I take her glass and set it aside. “I totally would.”

Then I pounce. Before she can wiggle away, I grab her around the waist to lay her down. She squirms while I tickle her ribs and kiss her neck, beating my back and shoulders with soft jabs.

“You’re dead, Fennelly,” she threatens between hysterical laughter.

“Keep trying all you want, I’m not ticklish.”

I am a good sport, though, so I let Casey get some leverage to pin me down. She rolls on top of me with a triumphant smirk.

“Now you’re at my mercy,” she declares, quite proud of herself.

Holding her hips, I have to concentrate with significant effort to keep from poking her with an erection.

“All right, I surrender,” I say huskily. “Do your worst.”

She leans down to press her lips to mine. I’m at half wood and silently begging she doesn’t feel it. Not that I don’t want her riding my dick, but I’m not trying to force things with us. I wasn’t kidding when I told her I want to take it slow.

Fuck, though, she can kiss.

I don’t know what special magic she’s conjured, but tasting her makes me practically feral. Like throw her down beneath me and rip her clothes off kind of mental. So when she grabs my hands and pushes them up her ribs, I can’t help skimming my thumbs across her stiff nipples over her thin sweater. She makes the softest moan in my mouth, and I lose all but the last strands of my self-control.

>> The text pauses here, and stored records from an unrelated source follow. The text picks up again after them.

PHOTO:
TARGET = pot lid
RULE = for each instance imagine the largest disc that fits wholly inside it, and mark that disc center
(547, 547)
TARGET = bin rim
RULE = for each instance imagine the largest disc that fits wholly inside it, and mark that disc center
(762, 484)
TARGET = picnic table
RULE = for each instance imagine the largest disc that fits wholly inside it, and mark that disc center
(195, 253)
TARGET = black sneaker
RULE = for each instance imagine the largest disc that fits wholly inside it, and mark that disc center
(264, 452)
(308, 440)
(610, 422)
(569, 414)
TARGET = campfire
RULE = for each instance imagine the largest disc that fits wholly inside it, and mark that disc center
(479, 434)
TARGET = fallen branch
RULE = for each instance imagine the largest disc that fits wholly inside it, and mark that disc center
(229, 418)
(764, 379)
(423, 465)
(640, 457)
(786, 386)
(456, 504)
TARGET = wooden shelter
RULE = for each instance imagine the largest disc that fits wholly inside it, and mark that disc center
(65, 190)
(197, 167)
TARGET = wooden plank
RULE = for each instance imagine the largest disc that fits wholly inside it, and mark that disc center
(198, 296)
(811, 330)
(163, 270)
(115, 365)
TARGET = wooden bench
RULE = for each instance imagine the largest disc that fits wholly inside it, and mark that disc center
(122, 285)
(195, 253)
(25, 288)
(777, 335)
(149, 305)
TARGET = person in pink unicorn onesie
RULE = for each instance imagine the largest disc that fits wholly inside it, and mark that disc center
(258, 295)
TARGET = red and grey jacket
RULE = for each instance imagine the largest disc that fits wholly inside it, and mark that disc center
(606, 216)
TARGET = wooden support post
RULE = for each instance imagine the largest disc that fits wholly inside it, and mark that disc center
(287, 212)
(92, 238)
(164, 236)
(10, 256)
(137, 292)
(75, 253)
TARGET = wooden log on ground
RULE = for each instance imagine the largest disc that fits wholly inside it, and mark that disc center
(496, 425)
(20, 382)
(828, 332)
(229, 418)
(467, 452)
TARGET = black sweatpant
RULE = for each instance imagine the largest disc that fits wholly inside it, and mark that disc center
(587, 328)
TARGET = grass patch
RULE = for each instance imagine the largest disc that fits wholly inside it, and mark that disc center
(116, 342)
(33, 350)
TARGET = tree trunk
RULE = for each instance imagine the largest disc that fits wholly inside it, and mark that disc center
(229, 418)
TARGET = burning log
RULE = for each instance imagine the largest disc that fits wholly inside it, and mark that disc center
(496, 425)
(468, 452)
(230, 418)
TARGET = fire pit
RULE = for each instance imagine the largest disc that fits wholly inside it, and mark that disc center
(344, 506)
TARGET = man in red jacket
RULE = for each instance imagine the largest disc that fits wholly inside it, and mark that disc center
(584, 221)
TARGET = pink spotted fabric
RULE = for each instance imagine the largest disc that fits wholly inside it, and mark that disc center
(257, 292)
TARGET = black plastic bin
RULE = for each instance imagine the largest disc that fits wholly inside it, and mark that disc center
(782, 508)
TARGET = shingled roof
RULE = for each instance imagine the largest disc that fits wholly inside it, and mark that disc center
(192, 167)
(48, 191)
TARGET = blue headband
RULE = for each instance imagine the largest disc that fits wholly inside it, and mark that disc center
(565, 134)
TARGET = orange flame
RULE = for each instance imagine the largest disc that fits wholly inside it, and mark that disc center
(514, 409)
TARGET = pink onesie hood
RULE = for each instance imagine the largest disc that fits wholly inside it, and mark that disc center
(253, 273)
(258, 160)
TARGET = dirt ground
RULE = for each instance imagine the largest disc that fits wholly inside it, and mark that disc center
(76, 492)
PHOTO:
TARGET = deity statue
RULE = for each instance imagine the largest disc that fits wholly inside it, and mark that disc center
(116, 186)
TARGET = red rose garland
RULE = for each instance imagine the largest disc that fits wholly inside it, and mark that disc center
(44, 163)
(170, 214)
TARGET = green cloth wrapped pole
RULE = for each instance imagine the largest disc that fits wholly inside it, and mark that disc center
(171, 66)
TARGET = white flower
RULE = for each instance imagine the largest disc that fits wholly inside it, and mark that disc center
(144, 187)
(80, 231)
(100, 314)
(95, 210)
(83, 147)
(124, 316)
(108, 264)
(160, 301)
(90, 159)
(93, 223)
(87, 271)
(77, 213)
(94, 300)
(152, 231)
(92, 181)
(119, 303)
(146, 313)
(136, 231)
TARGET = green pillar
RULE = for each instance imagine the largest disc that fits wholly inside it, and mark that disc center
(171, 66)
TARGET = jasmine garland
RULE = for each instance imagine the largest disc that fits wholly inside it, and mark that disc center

Palming her tits, I squeeze them until she starts moving her hips back and forth.

Groaning, I roll Casey over on our sides and pull away. Just far enough that our lower bodies aren’t touching while I kiss her neck. Because if she let me, I’d fuck her right here and it’d be amazing. It’d also be the quickest way to blow up everything we could have been.

“Don’t be in such a rush,” I say when her face falls. “We have time.”

It’s not what she wants to hear. I know even as she tilts her head to kiss me back, her soft hands combing through my hair, that she’s wondering if she’s done something wrong. She hasn’t, of course, and I wish I could explain it in a way she’d understand.

That the only person who’s bound to mess this up is me.